1/ Fitting into the environment. This is both an ecological and aesthetic imperative. The ecological aspect refers to the use of construction materials that are locally sourced and that detract as little as possible from the natural surroundings. Regions rich with woodlands will naturally call for the use of wood. Those that have a more ready supply of stone will make use of that. Regions, particularly in France, also have very pronounced stylistic features that should be respected for greater architectural harmony. That is what gives the country its inimitable charm.
The Light House distinguishes itself from other trends such as tiny houses and prefabricated container-shaped dwellings that can be hauled in and installed wherever you want. These emphasize economy of scale and affordability, often to the detriment of ecology of place. Although it is laudable to make some form of housing affordable for all, it is also appropriate for those with some financial means to dedicate them to something as vital and significant as a home that respects ecology of place.
Our Light House offers several variations to fit into different local specifications, all while retaining the distinctive LH look and feel. The form and function remain the same, only certain materials vary.
2/ Treading lightly.
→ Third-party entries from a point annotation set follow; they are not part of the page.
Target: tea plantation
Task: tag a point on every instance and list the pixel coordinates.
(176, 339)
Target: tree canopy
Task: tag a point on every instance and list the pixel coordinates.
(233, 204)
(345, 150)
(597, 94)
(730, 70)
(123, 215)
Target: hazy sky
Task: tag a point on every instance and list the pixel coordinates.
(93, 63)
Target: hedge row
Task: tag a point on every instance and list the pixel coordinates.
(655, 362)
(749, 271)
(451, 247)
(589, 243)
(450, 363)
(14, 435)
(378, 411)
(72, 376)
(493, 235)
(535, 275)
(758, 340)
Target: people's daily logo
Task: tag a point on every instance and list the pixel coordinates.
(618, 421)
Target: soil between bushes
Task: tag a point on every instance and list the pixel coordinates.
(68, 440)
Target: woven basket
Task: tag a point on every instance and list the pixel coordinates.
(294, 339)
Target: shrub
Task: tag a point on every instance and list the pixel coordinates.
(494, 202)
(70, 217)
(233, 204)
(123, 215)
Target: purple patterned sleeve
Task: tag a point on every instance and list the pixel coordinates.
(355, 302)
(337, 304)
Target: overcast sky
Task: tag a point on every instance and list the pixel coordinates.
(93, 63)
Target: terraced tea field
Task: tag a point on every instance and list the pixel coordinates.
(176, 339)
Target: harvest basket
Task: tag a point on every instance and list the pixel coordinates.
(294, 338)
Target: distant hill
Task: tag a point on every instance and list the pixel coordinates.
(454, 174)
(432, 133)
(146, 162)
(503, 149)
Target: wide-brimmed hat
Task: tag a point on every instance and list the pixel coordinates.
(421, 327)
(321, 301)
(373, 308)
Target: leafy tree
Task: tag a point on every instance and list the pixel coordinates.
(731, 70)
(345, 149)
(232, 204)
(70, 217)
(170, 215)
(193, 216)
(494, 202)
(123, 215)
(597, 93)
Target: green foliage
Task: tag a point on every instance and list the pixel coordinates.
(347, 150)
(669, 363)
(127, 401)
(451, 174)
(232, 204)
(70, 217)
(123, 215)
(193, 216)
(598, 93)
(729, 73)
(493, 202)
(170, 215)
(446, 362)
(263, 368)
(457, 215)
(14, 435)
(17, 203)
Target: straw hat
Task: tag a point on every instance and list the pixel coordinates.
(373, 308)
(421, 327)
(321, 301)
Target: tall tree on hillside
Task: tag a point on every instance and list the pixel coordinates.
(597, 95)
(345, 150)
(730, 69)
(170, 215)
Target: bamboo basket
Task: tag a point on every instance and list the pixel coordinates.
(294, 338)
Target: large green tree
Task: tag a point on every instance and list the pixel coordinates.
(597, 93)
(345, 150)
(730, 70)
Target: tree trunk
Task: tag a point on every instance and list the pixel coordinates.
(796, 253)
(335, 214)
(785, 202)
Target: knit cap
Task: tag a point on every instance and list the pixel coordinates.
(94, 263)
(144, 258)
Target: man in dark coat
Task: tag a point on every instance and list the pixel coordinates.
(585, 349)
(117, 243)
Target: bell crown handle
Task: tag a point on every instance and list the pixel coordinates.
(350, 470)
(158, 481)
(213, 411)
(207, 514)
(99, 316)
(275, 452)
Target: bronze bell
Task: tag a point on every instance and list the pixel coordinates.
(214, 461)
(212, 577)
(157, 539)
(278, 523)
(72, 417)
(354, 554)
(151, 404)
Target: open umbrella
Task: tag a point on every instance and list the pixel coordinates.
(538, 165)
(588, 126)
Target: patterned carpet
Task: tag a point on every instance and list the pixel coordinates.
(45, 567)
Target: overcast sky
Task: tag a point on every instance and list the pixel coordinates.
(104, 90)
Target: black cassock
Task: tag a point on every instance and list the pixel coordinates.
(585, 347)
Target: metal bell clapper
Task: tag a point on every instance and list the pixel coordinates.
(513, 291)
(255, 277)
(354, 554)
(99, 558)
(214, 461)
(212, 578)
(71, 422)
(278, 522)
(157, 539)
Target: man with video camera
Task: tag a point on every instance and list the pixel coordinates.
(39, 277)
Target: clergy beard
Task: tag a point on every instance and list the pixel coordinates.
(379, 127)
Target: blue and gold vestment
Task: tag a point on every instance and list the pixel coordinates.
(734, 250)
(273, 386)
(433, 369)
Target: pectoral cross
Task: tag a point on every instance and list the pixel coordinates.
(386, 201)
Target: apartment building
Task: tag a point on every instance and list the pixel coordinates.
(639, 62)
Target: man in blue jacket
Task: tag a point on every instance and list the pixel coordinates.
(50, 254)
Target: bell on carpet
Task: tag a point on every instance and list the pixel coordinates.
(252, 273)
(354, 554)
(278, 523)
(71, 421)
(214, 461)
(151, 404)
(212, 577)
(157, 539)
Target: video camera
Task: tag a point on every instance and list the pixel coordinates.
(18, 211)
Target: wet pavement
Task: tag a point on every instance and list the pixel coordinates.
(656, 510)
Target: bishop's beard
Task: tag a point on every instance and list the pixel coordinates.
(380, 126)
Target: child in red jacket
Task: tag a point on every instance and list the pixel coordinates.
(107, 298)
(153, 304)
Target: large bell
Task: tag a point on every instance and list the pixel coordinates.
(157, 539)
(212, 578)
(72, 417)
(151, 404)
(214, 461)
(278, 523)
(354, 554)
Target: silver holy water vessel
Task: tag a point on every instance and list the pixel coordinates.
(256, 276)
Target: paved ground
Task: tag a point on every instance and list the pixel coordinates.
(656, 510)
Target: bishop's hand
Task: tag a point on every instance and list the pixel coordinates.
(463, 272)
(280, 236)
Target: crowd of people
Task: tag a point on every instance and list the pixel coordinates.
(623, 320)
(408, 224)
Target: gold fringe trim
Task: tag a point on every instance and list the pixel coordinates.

The goal is to minimize our impact on natural habitat. Wild animals live without disturbing habitat, but this is a major challenge for humans. We aim to set aside an acre of land (0.4 hectares) for every Light House built. The ratio of construction to available land is a mere 10%. The house itself hovers above the land on stilts, reducing its footprint even further. Light Houses built on a single site will share resources whenever possible to avoid redundant equipment, tools, and vehicles. These will all be stored in a common shelter, separate from the dwellings.
2/ Fostering resilience. To wean ourselves from what has become an unnatural and dangerous dependence on industrial agriculture, every house should ensure a minimum level of food production and storage (a two-week supply).
Even though we humans have a very hard time treading lightly, we can at least compensate by enhancing our environment in uniquely human ways. We can foster biodiversity by what and where we plant. We can allow grazing animals to enrich the soil. We can terrace land to avoid excessive run-off. These are all aspects of permaculture that the Light House promotes in its project for communal land use. The first Light House site plans on three houses on a shared parcel of approximately three acres (1.2 hectares). Designated portions of the land will be used for permaculture by those who live on-site, or by local food producers.